Il semblerait alors que la grande majorité de la parole censurée sur le net ne soit pas celle des individus, mais plutôt des productions commerciales automatisées. Difficile alors de considérer la modération comme un véritable outil de censure. Si la surveillance est donc clairement affichée et publicisée, il n’est pas facile pour l’individu d’appréhender la

« menace » qu’elle pourrait représenter face à ses publications individuelles. C’est dans ce contexte que l’individu doit réfléchir à la place de sa parole dans une société numérique ambigüe.

Quelle place pour la parole individuelle ?

Si nous avons vu que la grande majorité des contenus supprimés ne relève pas de la parole humaine, mais cette modération possède un impact. L’exemple de censure le plus récent et le plus médiatis concerne Donald Trump et son bannissement de Facebook et Twitter.

Prises dans la tourmente depuis la polémique de Cambridge Analytica en 2015, les plateformes ont choisi le 8 janvier 2021 de censurer Donald Trump, estimant que ses publications portaient une part de responsabilité dans l’invasion du Capitole et pourraient résulter en d’autres violences.
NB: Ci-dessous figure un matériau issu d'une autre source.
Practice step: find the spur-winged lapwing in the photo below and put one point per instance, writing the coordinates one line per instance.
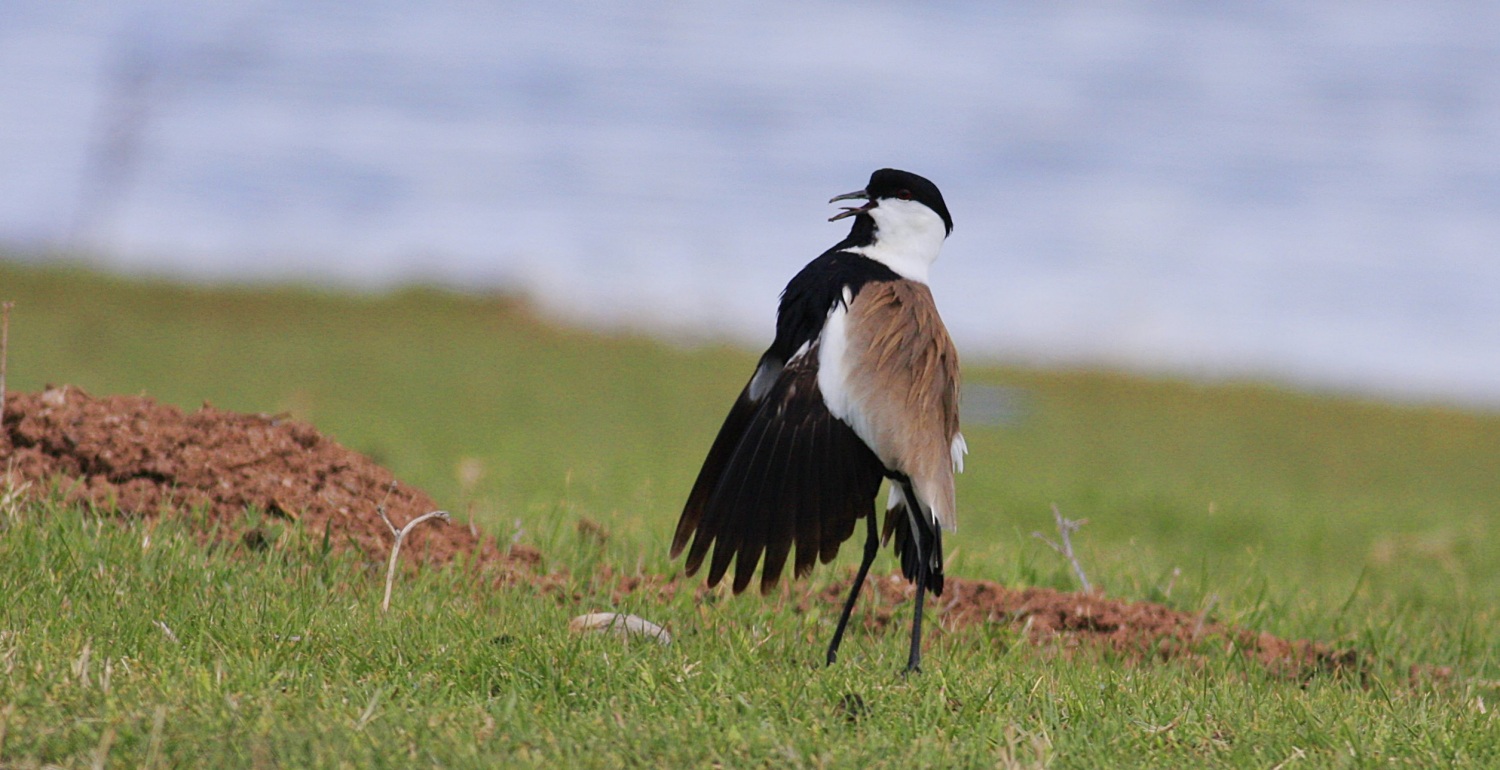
(860, 385)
Considérations politiques mises à part, cette décision de Facebook et Twitter soulève une question majeure : Qu’est-il permis de dire sur les réseaux sociaux ? À partir de quel moment peut-on considérer qu’un propos est indésirable, et à quel stade notre base d’abonnés nous rend-elle susceptible à la censure ? Quels sont, au final, les critères d’une parole appropriée sur les réseaux sociaux selon notre statut ? 

Les réseaux sociaux se sont imposés ces dernières décennies comme espace public malgré leur statut privé, nous invitant à redéfinir les rôles et les responsabilités des modérateurs du débat public. La modération sur le net, et son application différenciée selon les situations, est actuellement laissée au bon jugement des plateformes. Elles disposent ainsi d’un pouvoir fort sur notre liberté d’expression, définissant de nouvelles normes sociales et morales. Dans son ouvrage Custodians of the Internet, Tarleton Gillespie explique que les réseaux sociaux ont commencé leur mutation prohibitive : « C’est la fin de cette fiction qui convenait à tous, de réseaux sociaux considérés neutres ». Il semblerait alors que la censure timide des modérateurs ne soit que le commencement d’une nouvelle ère où l’individu devra choisir entre une parole appropriée aux yeux de la plateforme, et le risque d’un bannissement. 

Face à cela, les états tentent de mettre en place une nouvelle législature. Entre contrôle étatique potentiellement anticonstitutionnel et contrôle par des acteurs privés, des associations telles que la Quadrature du Net se mobilisent pour garantir nos droits dans l’espace numérique. Il s’agit en effet de s’assurer que nos droits d’expression sur Internet ne se limitent pas à des propos consensuels avec des dynamiques de pouvoir externes.

En tant que titans du monde moderne, le progrès que les plateformes numériques ont apporté aux populations est indéniable. Mais si Prométhée a payé lui-même le prix de son apport à l’Homme, il reste à définir qui paiera le prix de cette nouvelle avancée.